Kütahyalı ile görüşen MediaCat dergisinden Selin Babacan Turkuvaz Grubu'na transferini ve Yeni Türkiye' üzerine düşüncelerini anlattı; Ahmet Altan ile kavga ettiği için Taraf'tan ayrıldı iddialarını yanıtladı... Lokomotif yazar tanımını değerlendirdi.

İşte o röportajdan çarpıcı bir bölüm:

Ahmet Altan'la tartıştığınız için Taraf'tan ayrıldığınız söylentileri vardı...
Taraf gazetesindeki özgürlük ortamı her türlü tartışmayı kaldırır niteliktedir. Ben Ahmet Altan'la da bir başkasıyla da tartışırım ama her zaman bir yandan da fikirsel anlamda baba-oğul gibiyizdir. Ayrılmamın Ahmet Altan'la bir ilgisi yok. Son 3-4 ayda fikir farklılığımız oldu, ben kendi fikrimde, o da kendi fikrinde ısrar etti. Ahmet Altan bana köşe yazarlığının kapısını açmış yazarlardandır. Benim onunla ters düşmem mümkün değil. Aynı düşünceye, aynı Türkiye özlemine baş koymuş insanlarız biz.

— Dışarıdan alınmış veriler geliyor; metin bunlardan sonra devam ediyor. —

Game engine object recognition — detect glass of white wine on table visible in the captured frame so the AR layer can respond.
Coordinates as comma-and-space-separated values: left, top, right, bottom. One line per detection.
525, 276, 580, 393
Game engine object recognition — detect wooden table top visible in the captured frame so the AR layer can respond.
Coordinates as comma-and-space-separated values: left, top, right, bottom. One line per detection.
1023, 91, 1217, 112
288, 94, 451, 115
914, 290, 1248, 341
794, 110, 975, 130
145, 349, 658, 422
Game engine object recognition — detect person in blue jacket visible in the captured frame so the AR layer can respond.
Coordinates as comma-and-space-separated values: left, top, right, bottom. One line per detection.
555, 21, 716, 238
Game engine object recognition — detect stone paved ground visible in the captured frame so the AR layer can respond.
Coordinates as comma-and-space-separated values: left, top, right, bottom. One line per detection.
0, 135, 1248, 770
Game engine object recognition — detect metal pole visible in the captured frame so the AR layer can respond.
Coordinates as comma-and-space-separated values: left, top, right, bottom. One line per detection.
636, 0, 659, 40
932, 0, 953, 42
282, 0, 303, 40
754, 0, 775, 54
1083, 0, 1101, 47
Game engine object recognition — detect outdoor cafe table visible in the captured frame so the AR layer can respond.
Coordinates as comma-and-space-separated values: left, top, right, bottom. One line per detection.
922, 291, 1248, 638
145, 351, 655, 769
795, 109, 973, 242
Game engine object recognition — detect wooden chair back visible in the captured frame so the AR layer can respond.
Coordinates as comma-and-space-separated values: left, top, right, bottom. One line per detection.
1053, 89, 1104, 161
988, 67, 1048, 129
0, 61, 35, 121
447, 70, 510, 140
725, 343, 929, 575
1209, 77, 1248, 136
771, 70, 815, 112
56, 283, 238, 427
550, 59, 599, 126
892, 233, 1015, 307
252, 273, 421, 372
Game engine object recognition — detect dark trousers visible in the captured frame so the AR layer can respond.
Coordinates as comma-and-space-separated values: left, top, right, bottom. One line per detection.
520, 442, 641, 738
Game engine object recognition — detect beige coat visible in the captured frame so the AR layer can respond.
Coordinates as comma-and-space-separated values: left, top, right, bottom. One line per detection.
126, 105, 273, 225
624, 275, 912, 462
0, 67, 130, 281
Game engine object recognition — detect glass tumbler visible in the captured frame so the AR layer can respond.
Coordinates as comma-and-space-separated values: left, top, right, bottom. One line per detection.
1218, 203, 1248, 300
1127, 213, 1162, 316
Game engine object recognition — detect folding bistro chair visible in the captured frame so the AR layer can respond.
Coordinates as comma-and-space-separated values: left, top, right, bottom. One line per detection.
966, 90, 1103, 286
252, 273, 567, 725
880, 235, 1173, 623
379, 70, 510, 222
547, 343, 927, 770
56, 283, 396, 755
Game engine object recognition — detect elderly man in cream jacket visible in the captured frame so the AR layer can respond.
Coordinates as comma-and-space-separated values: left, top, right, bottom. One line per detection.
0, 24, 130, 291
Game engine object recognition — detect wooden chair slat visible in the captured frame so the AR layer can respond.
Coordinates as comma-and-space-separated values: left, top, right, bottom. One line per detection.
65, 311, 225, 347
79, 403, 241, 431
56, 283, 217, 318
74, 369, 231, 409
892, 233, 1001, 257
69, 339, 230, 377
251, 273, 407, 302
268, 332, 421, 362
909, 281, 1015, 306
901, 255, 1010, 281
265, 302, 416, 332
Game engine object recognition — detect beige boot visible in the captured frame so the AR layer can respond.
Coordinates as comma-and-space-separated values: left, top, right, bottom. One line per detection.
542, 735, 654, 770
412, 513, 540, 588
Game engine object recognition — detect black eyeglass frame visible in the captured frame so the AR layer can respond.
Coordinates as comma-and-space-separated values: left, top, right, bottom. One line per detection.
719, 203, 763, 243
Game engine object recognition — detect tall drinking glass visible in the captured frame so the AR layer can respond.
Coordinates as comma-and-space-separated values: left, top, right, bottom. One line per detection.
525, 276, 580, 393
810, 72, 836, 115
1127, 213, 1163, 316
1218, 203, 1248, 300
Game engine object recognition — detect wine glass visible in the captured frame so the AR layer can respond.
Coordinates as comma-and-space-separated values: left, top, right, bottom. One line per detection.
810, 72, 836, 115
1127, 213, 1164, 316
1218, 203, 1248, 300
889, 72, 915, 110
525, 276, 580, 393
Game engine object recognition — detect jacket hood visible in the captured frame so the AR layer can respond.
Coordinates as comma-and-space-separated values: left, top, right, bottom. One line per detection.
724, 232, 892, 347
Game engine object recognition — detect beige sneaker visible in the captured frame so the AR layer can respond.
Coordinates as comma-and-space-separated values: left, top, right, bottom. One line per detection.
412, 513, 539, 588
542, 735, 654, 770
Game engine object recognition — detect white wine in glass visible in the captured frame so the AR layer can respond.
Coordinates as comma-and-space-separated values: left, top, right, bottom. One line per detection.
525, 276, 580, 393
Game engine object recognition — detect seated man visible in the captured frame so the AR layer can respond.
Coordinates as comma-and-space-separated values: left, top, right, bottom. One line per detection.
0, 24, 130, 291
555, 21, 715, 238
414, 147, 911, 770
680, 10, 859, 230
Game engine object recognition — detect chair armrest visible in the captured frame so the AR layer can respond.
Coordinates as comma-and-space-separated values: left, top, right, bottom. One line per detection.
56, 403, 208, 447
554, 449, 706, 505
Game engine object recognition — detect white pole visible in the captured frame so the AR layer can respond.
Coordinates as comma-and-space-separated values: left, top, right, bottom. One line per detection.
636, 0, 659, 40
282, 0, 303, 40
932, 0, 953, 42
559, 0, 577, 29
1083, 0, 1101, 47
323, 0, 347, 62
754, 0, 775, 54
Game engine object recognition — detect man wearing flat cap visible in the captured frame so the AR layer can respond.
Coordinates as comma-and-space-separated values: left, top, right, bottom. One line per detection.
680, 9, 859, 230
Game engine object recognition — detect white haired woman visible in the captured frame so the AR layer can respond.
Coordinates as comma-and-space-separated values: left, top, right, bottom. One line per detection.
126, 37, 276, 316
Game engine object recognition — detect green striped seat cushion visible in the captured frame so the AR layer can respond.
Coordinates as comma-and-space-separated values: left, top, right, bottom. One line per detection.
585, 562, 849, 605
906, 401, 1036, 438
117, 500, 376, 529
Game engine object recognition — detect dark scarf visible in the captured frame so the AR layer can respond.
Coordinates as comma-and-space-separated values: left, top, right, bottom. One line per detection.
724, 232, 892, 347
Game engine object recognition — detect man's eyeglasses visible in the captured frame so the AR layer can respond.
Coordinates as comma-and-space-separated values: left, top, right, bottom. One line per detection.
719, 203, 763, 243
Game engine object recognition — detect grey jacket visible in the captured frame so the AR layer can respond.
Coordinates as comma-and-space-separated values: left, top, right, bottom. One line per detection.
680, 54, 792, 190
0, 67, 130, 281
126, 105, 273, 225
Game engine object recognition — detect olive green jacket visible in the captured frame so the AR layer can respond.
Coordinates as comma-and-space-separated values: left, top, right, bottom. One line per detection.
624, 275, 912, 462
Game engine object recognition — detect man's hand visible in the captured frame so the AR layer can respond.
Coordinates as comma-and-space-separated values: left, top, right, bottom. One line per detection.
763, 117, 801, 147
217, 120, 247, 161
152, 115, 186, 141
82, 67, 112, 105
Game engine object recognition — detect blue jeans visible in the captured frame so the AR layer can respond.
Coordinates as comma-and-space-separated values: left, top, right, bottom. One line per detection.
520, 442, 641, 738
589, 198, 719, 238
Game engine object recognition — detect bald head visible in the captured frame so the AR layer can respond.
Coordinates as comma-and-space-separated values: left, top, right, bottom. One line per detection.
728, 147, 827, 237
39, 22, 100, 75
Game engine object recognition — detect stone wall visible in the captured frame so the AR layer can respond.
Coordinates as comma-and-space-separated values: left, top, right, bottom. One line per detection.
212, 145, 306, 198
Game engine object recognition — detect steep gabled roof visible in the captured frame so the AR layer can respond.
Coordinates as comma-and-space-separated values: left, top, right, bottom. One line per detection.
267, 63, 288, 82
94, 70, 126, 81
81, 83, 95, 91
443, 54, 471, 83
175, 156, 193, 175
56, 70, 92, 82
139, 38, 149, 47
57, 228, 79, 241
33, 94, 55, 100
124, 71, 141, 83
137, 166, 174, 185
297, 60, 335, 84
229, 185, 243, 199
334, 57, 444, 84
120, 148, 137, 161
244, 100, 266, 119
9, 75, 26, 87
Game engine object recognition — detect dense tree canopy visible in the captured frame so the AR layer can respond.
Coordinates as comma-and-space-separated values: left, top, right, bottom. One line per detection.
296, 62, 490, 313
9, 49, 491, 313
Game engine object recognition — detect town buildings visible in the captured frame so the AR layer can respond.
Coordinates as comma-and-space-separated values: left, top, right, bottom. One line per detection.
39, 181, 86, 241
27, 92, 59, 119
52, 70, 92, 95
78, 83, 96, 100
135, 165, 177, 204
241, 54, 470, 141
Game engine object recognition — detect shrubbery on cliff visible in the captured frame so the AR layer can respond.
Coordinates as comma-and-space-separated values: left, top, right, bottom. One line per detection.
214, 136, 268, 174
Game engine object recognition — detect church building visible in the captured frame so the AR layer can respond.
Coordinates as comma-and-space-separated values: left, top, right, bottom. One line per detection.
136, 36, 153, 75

Sizin için 'lokomotif yazar' diye bir tanım çıktı. Siz kendinize bu tanımı uygun görüyor musunuz?
Takvim'de çok değerli ve emektar insanlar var. Bu yüzden kendime 'lokomotif yazar' sıfatını uygun görmüyorum. Lokomotif yazarlık dışarıdan insanların yorumu. Bakarlar ben lokomotif miyim, değil miyim, o konuda işlevim ne... Biz Takvim'de farklı bir şeyi yakalamak istiyoruz, her alanda gündem yaratan bir gazete olsun istiyoruz. En genç yazarı benim şu an Takvim'in. Dolayısıyla bu, bir dinamizm olsun diye ortaya çıkarılan bir düşünce olabilir. Lokomotiflik, başyazarlık tabirlerini benim söylemem doğru olmaz.

Hayatın her alanında yazmak ve konuşmak istemenizden ötürü sizi Hıncal Uluç'a benzetebilir miyiz?
Doğru, ama Hıncal Uluç'un siyaset yorumculuğunun bir yankı yaratmışlığı çok yoktur. Hıncal Uluç özü itibariyle spor ve popüler kültür yazarıdır. Ben özü itibariyle politik olarak gündemdeyim. İnandığım özgürlükler ve demokrasi davası uğruna çok ağır konuşmuş, bundan ötürü davalar almış, Genelkurmay'la kapışmış, devletin başka birimleriyle kapışmış, hakkında 301'den dava açılmış bir adamım. Ama bu ağır politik kimlik, beni sosyal hayatın diğer eğlenceli taraflarından da azade kılmıyor.